The Agony in the Garden, El Greco
As a follow-up and possible suspense killer, there is an El Greco painting.  What Neil remembered, according to one of the docents, was actually an exhibit.

Degas' Little Dancer of Fourteen Years
     Degas and the Dance features eleven sculptures and paintings about ballet.  The centerpiece is the three foot tall figure of a dancer from the Ballet School of the Paris Opéra, the wax sculpture modeled in 1881, but cast in bronze a couple of years after Degas’ 1917 death.  It’s a boutique exhibit that is an amuse bouche for the following courses the museum offers.

The Glass Pavilion
     The unmissable, best thing to see first is the Glass Pavilion, opened in 2006 and designed by Kazuyo Sejima and Ryue Nishizawa before they won the Pritzker Prize for Architecture.  Though it seems influenced by Phillip Johnson’s glass block private homes, it seems to float in the landscape because of its curving lines inside and out.  There are glassblowing demonstrations, but we didn’t have much time to check that out because we were under a deadline. The sublime 
BCE Glass Pieces
collection extends from 1500 BCE to the last couple of years and includes examples from around the world.  Amazingly, glass did not change much in terms of technology or method for production.  
Variations in Glass
The basis for design and color has remained steady, while there have been specific variations by continent and historical era.  There’s a mix of pieces to be used and those to be viewed.  I’d recommend going there first on a visit.

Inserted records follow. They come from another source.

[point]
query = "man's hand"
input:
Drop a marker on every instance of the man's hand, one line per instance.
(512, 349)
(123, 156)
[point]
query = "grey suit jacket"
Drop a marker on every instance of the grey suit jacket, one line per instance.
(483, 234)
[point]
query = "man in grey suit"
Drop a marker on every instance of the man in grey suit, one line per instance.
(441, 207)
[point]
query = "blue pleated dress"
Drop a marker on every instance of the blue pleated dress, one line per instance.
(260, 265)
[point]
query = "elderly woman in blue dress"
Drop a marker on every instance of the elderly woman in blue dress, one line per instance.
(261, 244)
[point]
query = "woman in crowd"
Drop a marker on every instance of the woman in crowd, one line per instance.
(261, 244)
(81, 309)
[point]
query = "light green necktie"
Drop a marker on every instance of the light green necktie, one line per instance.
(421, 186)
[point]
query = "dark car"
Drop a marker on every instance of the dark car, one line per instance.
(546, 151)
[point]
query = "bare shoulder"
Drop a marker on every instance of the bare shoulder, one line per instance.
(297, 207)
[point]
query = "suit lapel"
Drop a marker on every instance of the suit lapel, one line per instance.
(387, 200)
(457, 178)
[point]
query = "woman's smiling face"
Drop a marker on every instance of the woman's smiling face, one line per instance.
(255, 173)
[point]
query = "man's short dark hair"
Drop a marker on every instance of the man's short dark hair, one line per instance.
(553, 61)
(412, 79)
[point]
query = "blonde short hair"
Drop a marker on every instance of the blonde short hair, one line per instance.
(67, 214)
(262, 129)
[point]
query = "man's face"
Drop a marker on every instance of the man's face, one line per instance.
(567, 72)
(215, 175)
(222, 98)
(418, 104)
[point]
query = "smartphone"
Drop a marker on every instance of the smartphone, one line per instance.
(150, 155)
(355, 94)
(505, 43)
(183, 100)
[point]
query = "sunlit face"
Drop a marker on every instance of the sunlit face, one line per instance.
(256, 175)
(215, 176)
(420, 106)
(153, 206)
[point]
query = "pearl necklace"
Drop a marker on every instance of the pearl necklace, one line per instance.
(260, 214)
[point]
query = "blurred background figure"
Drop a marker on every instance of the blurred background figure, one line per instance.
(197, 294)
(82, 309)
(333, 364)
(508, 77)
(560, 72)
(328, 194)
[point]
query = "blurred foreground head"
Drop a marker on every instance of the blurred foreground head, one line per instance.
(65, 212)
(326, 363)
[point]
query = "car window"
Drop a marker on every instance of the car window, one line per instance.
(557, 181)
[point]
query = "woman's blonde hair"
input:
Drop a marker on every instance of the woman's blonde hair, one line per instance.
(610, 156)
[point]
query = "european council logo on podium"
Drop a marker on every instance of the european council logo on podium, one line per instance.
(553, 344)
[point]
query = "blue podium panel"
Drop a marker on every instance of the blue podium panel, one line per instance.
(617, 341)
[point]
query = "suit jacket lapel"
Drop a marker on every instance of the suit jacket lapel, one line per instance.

Wolfe Contemporary Gallery
     Wolfe Gallery on the second level in the main building has been renovated as the central point for the contemporary collection.  It’s impressive and even has a large Jennifer Bartlett work, which is the first time I’ve seen such a work by her that wasn’t in a book.  The rest of the museum covers the 
major movements and continents over the centuries, though the Baroque and Rococo periods receive significant exposure.  The 19th – early 20th century pieces will entice many visitors.

Degas and the Dance runs through January 10. 2016.